Oscillation Compensation in On-The-Fly Laser Processing via Optical Tracking Sensors
Author(s) -
Georg Hoppe,
Jale Schneider,
Jan Nekarda,
Ralf Preu,
Fabian Meyer,
Moritz Diehl
Publication year - 2025
Publication title -
ieee transactions on automation science and engineering
Language(s) - English
Resource type - Magazines
SCImago Journal Rank - 1.314
H-Index - 87
eISSN - 1558-3783
pISSN - 1545-5955
DOI - 10.1109/tase.2025.3589129
Subject(s) - robotics and control systems , power, energy and industry applications , components, circuits, devices and systems
In today’s industrial solar cell production, laser processing is a standard technology and will remain important for future developments, such as silver-free solar cell concepts.

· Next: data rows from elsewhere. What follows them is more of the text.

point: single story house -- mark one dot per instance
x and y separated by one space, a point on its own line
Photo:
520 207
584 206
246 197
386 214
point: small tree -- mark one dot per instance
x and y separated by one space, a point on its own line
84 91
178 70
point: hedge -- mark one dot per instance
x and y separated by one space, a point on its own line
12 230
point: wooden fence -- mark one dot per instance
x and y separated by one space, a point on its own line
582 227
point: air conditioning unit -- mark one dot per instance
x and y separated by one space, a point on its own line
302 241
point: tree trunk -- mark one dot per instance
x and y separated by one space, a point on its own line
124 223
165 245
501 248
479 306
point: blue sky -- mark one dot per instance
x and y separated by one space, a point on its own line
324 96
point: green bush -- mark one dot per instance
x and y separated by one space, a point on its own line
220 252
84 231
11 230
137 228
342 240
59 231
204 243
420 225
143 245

High throughput laser processing of more than 10.000 wafers per hour with a high precision of 10 to 100 μm is required. Current laser systems use complex automation and transport systems for accurate positioning. However, these systems are costly, large, and have limited throughput. On-the-fly laser processing, with wafers processed on a conveyor belt, offers a compact and cost-effective high-throughput approach. However, its accuracy is limited by transport imprecision. To overcome this, we propose a novel system using real-time measurement of speed fluctuations to adjust the beam position via feed-forward control to achieve both high throughput and accuracy. An FPGA-based array of optical tracking sensors was developed and used in an on-the-fly demonstrator setup. The sensor’s accuracy is characterized and demonstrated in a one-dimensional oscillation compensation. Oscillatory deviations of the laser markings are reduced from 82.2 to 13.2 μm (1 σ), a six-fold improvement. Thereby, sampling delay limits the control bandwidth. Offline analysis shows that Kalman filtering could compensate for this, and still reduce the estimation uncertainty by 23%.